Ansonsten wird auf eher primitive pornografische Art die Prostitution verteidigt. Rudolf Prem kommt als Ehemann natürlich gut weg. Das Tagebuch beschreibt das Treffen mit dem FPÖ-Politiker.
„Die Wohnung wimmelt von Hitlerbüsten und Hakenkreuzen. Ich musste mich nackt auf eine Hackenkreuzfahne (sic!) legen, er zog eine speziell angefertigte braune Uniform an mit Hackenkreuzbinde an den einen musste ich ihm Kluppen hängen, dann riß er sich einen runter, alses ihm kam brüllter Sieg Heil.“ Es wirkt so wie wenn der Autor einem linken Publikum gefallen will. Ich fand „Fegefeuer“ schon einen Schundroman, aber im Vergleich zum „Tagebuch der Regina Prem“ ist es ein literarisches Meisterwerk!

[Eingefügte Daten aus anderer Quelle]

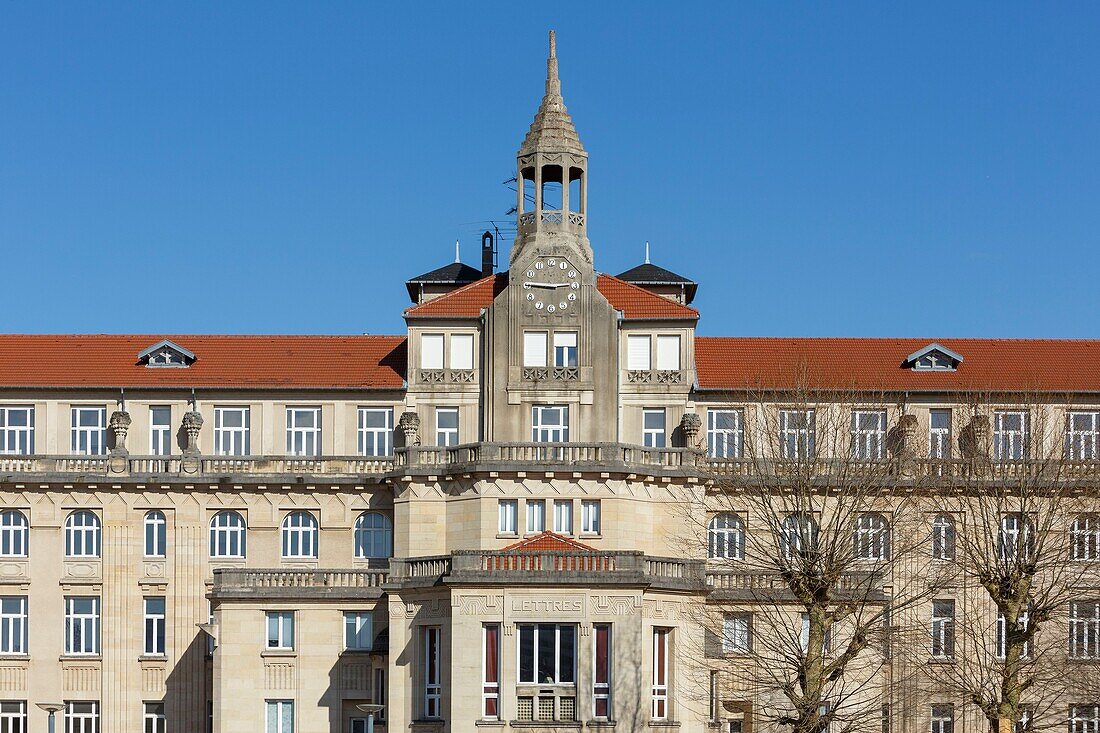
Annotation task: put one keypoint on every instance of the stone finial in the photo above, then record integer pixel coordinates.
(409, 423)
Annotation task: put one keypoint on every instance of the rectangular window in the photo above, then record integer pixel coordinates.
(462, 351)
(563, 516)
(17, 430)
(637, 352)
(432, 673)
(668, 353)
(491, 671)
(547, 654)
(154, 625)
(231, 430)
(160, 430)
(359, 631)
(943, 630)
(590, 516)
(796, 434)
(602, 671)
(279, 717)
(535, 348)
(725, 433)
(564, 349)
(281, 630)
(81, 624)
(303, 430)
(868, 435)
(12, 625)
(660, 708)
(506, 511)
(431, 351)
(447, 426)
(89, 430)
(652, 428)
(375, 430)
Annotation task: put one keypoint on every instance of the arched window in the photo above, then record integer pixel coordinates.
(156, 534)
(81, 535)
(871, 537)
(943, 537)
(374, 536)
(227, 535)
(1086, 537)
(12, 534)
(725, 537)
(299, 535)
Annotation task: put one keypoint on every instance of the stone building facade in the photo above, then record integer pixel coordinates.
(480, 524)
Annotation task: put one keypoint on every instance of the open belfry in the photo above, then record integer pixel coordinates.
(548, 505)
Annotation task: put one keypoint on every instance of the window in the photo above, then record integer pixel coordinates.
(89, 430)
(299, 535)
(943, 630)
(590, 516)
(12, 625)
(547, 654)
(81, 717)
(154, 625)
(81, 535)
(943, 537)
(154, 718)
(281, 631)
(374, 535)
(602, 671)
(375, 431)
(868, 435)
(81, 624)
(1085, 630)
(359, 631)
(943, 719)
(12, 534)
(491, 671)
(1082, 436)
(1085, 537)
(431, 351)
(227, 535)
(506, 512)
(737, 633)
(447, 426)
(796, 434)
(660, 708)
(279, 717)
(725, 433)
(725, 537)
(550, 423)
(668, 353)
(871, 537)
(231, 430)
(432, 673)
(564, 349)
(563, 516)
(17, 430)
(160, 430)
(536, 516)
(1010, 435)
(156, 528)
(462, 351)
(637, 353)
(652, 428)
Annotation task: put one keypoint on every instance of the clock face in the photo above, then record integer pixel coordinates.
(551, 285)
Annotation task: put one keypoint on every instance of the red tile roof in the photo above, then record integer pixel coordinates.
(876, 364)
(222, 361)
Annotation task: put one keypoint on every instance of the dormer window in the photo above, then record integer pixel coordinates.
(166, 353)
(934, 358)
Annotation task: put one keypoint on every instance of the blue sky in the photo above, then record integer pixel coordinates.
(856, 168)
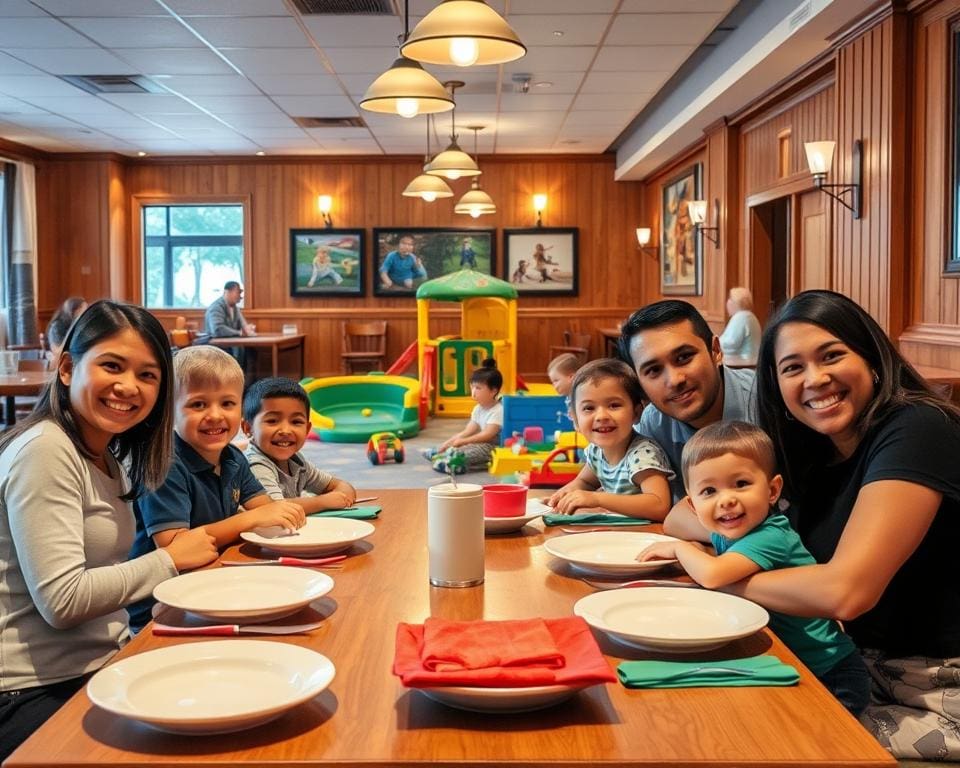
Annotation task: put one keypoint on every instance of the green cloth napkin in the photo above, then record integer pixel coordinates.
(354, 513)
(593, 518)
(763, 671)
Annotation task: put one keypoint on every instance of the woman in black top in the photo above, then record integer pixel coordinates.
(871, 457)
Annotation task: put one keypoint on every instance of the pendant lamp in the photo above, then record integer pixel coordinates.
(453, 163)
(476, 202)
(464, 33)
(406, 89)
(427, 188)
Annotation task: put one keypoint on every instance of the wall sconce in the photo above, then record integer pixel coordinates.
(698, 215)
(643, 242)
(539, 204)
(324, 203)
(820, 159)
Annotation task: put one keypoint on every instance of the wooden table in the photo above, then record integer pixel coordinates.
(366, 718)
(276, 343)
(21, 384)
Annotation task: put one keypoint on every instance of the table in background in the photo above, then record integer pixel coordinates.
(367, 718)
(276, 343)
(610, 338)
(20, 384)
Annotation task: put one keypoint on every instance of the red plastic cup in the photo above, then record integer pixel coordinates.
(506, 500)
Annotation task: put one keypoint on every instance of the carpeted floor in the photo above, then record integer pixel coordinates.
(349, 460)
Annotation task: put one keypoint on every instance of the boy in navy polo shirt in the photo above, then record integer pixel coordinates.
(210, 480)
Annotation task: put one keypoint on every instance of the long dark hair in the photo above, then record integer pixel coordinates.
(146, 448)
(801, 449)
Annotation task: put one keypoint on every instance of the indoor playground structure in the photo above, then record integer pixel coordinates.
(349, 409)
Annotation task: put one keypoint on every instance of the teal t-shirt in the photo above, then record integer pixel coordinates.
(773, 544)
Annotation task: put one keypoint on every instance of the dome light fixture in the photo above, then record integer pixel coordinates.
(464, 33)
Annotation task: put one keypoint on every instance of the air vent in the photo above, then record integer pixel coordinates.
(330, 122)
(97, 84)
(345, 7)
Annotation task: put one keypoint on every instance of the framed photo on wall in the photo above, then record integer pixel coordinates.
(326, 262)
(681, 252)
(403, 257)
(541, 260)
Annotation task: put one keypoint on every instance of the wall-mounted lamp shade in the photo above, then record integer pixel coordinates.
(476, 202)
(698, 211)
(820, 156)
(428, 188)
(453, 163)
(464, 33)
(408, 90)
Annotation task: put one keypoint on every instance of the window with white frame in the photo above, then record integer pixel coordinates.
(189, 252)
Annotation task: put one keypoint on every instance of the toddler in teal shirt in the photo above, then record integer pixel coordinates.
(728, 471)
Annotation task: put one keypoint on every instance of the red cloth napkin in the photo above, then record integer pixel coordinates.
(452, 645)
(582, 662)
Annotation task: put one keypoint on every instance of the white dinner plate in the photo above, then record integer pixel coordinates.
(501, 699)
(213, 687)
(320, 536)
(667, 619)
(607, 552)
(244, 595)
(535, 509)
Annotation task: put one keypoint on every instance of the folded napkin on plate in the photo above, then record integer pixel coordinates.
(593, 518)
(458, 645)
(354, 513)
(532, 661)
(753, 671)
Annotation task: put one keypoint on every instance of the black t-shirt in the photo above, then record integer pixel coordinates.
(919, 613)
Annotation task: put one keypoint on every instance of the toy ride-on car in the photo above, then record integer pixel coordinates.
(383, 446)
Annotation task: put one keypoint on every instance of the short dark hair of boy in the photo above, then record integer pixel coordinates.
(657, 315)
(743, 440)
(272, 387)
(607, 368)
(567, 363)
(488, 374)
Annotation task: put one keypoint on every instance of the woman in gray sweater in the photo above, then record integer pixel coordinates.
(100, 435)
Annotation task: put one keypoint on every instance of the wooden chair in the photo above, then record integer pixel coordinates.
(577, 344)
(364, 346)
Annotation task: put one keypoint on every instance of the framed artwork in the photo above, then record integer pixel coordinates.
(326, 262)
(404, 257)
(681, 252)
(541, 260)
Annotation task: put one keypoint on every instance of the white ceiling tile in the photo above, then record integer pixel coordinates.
(9, 65)
(577, 29)
(275, 61)
(174, 61)
(319, 84)
(23, 86)
(661, 29)
(209, 85)
(345, 31)
(257, 32)
(40, 33)
(104, 8)
(544, 60)
(12, 8)
(637, 58)
(162, 32)
(623, 82)
(317, 106)
(367, 61)
(228, 7)
(150, 103)
(72, 61)
(233, 105)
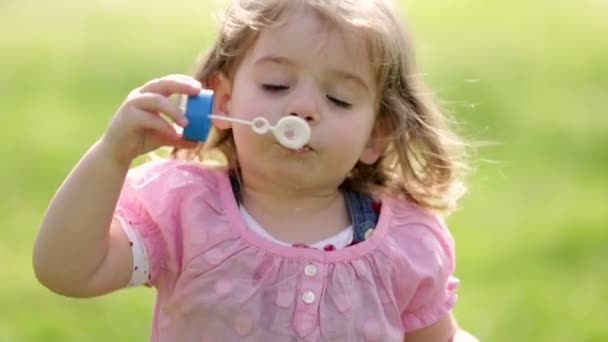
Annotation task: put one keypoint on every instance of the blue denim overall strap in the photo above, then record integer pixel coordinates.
(360, 208)
(362, 213)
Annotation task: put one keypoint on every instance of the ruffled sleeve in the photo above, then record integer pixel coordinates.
(148, 209)
(428, 251)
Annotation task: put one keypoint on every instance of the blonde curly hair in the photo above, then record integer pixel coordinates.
(424, 160)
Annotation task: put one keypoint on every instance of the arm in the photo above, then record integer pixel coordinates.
(446, 329)
(79, 250)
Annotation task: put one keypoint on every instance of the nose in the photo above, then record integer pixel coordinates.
(311, 118)
(305, 104)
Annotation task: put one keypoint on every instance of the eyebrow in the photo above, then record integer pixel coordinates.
(340, 73)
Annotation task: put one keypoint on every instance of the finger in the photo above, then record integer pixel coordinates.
(155, 103)
(172, 84)
(152, 122)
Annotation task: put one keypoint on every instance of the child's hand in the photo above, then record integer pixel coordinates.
(138, 127)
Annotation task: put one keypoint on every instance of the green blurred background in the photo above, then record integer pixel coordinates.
(527, 78)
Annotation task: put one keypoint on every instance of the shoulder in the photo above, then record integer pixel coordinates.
(171, 174)
(419, 234)
(161, 184)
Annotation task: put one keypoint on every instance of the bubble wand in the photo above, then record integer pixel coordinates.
(290, 131)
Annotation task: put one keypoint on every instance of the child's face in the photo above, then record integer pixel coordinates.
(320, 73)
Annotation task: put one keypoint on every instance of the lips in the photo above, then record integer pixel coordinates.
(305, 148)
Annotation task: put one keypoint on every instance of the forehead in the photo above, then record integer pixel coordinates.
(306, 37)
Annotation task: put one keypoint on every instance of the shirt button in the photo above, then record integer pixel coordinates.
(310, 270)
(308, 297)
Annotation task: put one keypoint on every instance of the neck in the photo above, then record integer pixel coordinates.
(296, 214)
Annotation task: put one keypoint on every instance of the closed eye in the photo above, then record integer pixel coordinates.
(274, 87)
(338, 102)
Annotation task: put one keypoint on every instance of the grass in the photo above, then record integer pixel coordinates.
(529, 77)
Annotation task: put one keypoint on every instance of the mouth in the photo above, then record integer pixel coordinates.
(303, 149)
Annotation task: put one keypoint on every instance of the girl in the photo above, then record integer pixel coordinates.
(339, 240)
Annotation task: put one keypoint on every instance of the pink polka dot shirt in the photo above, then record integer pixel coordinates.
(218, 280)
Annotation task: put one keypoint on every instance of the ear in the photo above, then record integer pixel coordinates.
(377, 144)
(222, 94)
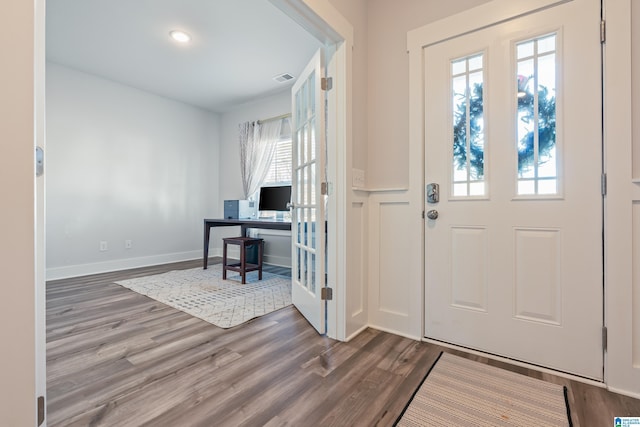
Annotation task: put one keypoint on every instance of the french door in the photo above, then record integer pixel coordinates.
(513, 235)
(308, 208)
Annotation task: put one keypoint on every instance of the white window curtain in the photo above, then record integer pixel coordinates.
(257, 147)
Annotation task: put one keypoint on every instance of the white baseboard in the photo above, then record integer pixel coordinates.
(65, 272)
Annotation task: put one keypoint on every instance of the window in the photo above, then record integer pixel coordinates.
(280, 169)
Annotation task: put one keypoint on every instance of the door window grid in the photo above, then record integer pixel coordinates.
(536, 116)
(467, 78)
(305, 188)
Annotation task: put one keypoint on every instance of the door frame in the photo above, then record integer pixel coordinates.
(325, 23)
(466, 22)
(623, 193)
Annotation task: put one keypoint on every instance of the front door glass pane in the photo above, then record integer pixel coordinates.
(536, 116)
(467, 78)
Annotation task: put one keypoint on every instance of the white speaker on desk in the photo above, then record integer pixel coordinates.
(240, 209)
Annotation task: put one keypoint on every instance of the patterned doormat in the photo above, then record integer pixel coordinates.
(461, 392)
(203, 293)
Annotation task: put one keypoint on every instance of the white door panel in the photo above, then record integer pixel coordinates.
(308, 224)
(513, 263)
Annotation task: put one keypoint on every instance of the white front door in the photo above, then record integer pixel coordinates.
(513, 261)
(308, 212)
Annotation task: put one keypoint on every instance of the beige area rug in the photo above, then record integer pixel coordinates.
(203, 293)
(461, 392)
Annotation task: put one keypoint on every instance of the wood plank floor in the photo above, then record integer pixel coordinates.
(117, 358)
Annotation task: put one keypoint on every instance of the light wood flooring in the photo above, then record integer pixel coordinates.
(117, 358)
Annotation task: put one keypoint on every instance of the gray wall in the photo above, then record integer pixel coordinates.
(123, 164)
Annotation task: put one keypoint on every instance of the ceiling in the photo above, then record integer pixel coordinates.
(237, 46)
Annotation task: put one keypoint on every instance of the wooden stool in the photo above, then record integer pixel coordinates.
(243, 266)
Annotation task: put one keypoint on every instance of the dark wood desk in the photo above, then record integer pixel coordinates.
(244, 225)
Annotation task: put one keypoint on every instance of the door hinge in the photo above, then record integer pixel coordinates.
(40, 410)
(39, 161)
(326, 83)
(325, 188)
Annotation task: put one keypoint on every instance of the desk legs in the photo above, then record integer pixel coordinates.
(207, 232)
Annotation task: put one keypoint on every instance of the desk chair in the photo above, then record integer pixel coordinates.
(243, 266)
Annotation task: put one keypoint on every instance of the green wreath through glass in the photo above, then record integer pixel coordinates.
(546, 129)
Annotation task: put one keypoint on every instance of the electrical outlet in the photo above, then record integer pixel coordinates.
(358, 178)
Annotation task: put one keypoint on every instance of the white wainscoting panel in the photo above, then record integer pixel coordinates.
(635, 288)
(395, 244)
(357, 304)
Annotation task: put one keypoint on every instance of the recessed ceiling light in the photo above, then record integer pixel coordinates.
(180, 36)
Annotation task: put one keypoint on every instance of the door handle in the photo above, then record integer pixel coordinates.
(433, 193)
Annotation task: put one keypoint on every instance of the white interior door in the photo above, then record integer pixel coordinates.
(513, 137)
(308, 224)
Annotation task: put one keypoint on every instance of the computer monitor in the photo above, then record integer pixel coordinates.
(275, 198)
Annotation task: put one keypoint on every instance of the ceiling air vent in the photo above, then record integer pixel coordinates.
(281, 78)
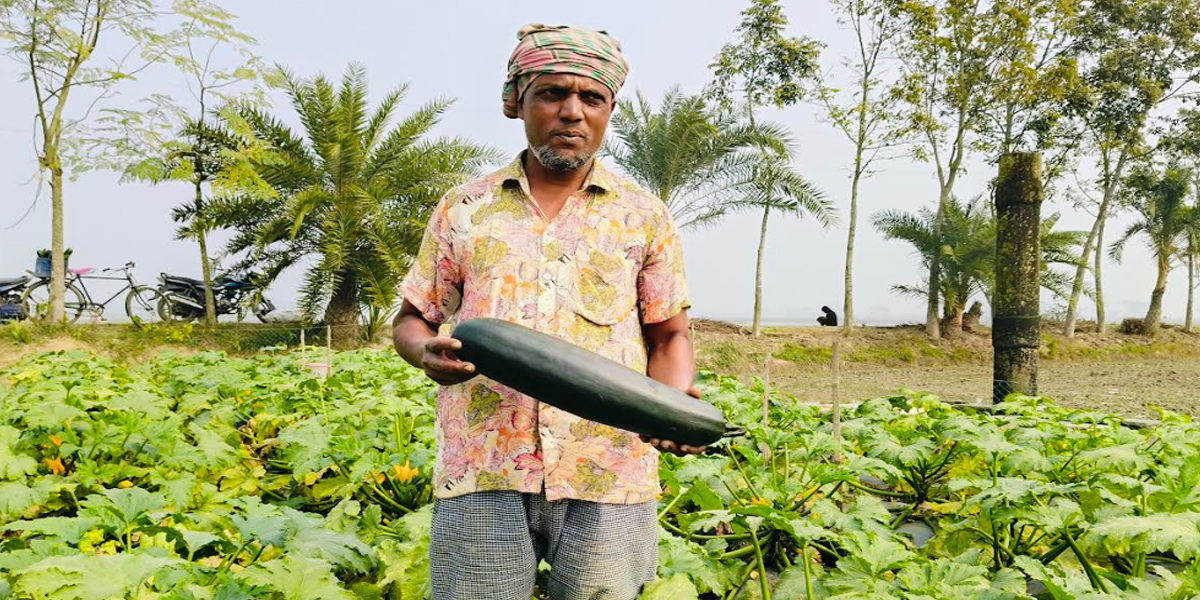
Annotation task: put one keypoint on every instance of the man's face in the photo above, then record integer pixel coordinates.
(565, 118)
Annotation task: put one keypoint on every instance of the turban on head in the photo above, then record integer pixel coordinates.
(562, 49)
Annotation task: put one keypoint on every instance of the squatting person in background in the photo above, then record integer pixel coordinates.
(557, 243)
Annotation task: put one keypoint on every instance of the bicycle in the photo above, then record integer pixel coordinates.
(141, 303)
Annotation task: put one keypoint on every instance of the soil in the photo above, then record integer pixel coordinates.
(1115, 373)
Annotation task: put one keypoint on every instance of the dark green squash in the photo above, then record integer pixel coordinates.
(587, 384)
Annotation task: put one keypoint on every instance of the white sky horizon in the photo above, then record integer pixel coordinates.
(460, 49)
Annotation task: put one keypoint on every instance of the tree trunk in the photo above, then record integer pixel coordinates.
(847, 307)
(342, 313)
(934, 285)
(1015, 333)
(1101, 321)
(210, 305)
(952, 323)
(1192, 292)
(756, 329)
(1155, 315)
(1077, 289)
(58, 250)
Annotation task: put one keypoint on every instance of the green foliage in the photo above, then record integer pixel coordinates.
(701, 162)
(214, 477)
(963, 240)
(352, 190)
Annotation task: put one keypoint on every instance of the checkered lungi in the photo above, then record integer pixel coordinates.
(487, 546)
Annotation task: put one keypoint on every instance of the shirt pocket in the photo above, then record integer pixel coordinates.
(604, 282)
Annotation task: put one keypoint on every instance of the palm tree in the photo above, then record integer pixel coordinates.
(964, 245)
(774, 184)
(696, 160)
(966, 250)
(1159, 199)
(707, 163)
(352, 193)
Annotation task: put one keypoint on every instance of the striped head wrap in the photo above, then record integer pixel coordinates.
(562, 49)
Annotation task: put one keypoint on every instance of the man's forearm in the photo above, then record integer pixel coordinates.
(409, 333)
(671, 360)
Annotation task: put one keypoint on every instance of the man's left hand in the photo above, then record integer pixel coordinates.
(666, 445)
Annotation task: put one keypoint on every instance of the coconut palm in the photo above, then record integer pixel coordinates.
(349, 195)
(964, 246)
(1159, 201)
(707, 163)
(775, 185)
(696, 160)
(966, 250)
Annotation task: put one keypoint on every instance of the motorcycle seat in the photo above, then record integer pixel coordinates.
(186, 281)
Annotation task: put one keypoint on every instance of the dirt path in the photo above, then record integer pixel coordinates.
(1129, 387)
(1122, 375)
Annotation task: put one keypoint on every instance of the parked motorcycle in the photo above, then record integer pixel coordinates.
(183, 298)
(11, 291)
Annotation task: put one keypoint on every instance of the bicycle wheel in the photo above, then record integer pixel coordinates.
(36, 301)
(263, 309)
(142, 305)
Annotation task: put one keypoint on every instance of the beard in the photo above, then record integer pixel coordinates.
(555, 160)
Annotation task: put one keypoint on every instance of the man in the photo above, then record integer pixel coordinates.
(556, 243)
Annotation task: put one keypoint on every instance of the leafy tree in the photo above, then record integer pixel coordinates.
(765, 67)
(865, 115)
(951, 52)
(58, 46)
(1192, 256)
(699, 161)
(174, 139)
(351, 192)
(966, 245)
(1134, 55)
(1159, 199)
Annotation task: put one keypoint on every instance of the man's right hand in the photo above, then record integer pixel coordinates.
(441, 364)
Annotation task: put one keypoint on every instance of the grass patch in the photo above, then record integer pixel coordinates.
(903, 353)
(724, 357)
(804, 355)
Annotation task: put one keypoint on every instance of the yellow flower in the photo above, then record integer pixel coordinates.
(55, 466)
(405, 473)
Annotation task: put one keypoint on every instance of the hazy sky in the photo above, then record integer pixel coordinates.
(460, 49)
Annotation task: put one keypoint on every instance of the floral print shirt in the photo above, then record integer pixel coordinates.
(610, 262)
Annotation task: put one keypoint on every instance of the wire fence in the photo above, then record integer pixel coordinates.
(1134, 378)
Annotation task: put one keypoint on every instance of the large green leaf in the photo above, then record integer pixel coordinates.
(89, 577)
(297, 579)
(1179, 534)
(676, 587)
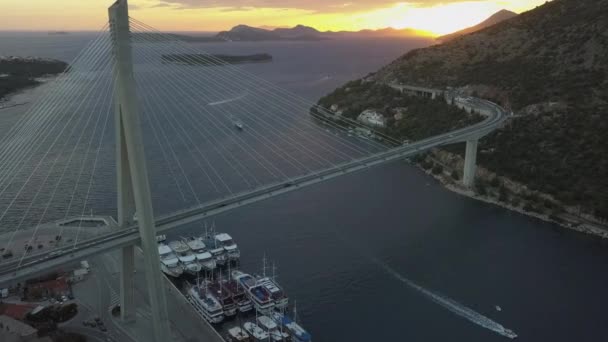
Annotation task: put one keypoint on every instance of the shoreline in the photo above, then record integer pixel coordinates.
(448, 184)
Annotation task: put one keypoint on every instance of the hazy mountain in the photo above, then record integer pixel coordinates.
(549, 66)
(301, 32)
(496, 18)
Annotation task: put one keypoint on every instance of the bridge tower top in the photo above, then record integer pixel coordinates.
(132, 182)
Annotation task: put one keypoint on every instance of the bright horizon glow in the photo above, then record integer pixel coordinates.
(78, 15)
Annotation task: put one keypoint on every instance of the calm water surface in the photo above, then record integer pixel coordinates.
(550, 283)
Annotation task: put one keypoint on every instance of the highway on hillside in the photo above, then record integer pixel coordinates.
(12, 272)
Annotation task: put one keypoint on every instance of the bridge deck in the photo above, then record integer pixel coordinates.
(13, 272)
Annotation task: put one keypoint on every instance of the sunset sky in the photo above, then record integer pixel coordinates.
(433, 16)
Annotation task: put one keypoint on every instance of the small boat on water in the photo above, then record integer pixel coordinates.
(206, 304)
(169, 263)
(254, 330)
(186, 257)
(237, 334)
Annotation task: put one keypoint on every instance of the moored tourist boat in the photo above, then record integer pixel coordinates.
(269, 325)
(258, 294)
(255, 331)
(292, 327)
(206, 304)
(243, 302)
(186, 257)
(225, 241)
(224, 297)
(203, 257)
(236, 334)
(169, 263)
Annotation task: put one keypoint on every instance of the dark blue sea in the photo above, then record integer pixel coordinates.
(348, 250)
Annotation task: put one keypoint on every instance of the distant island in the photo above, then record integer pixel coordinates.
(307, 33)
(244, 33)
(207, 59)
(549, 69)
(17, 73)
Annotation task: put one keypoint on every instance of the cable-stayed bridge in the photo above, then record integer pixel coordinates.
(145, 123)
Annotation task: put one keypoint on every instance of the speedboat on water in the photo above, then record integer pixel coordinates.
(510, 334)
(254, 330)
(186, 257)
(243, 302)
(239, 125)
(169, 263)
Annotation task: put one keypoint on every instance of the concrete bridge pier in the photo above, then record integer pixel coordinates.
(470, 163)
(133, 184)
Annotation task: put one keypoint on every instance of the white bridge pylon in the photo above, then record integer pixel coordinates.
(133, 185)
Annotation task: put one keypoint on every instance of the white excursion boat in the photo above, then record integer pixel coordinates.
(224, 297)
(268, 325)
(225, 241)
(258, 333)
(186, 257)
(239, 294)
(295, 330)
(204, 258)
(206, 304)
(236, 334)
(169, 263)
(281, 301)
(258, 294)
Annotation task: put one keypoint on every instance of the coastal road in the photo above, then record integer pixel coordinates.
(11, 273)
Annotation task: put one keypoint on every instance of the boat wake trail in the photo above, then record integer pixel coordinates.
(228, 100)
(450, 304)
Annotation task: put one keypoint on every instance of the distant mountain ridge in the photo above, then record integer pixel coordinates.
(496, 18)
(549, 67)
(301, 32)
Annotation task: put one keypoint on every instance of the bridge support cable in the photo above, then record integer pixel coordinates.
(210, 139)
(261, 137)
(42, 108)
(100, 102)
(44, 159)
(234, 80)
(277, 131)
(128, 128)
(251, 79)
(42, 120)
(276, 135)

Es gibt aber eine Passage, die das Ganze eindeutig wie eine plumpe Fälschung entlarvt. Das Tagebuch beschreibt eine Reise, die Regina und Rudolf nach Italien machte, wo Regina in Bologna auf dem Strich ging. Eine andere Nutte versuchte vergebens Standgeld von ihr zu bekommen.
„Nie wieder wurde von mir Standgeld verlangt. Auch in den Jahren später hatte keiner mehr diese Forderung an mich gemacht.“ Wie kann man in einem Tagebuch über spätere Jahre schreiben?! Noch abgesehen von der Tatsache, dass Regina Prem nicht noch Jahre gelebt hat. Sehr intelligent war die Person, die den Text gefälscht anscheinend nicht.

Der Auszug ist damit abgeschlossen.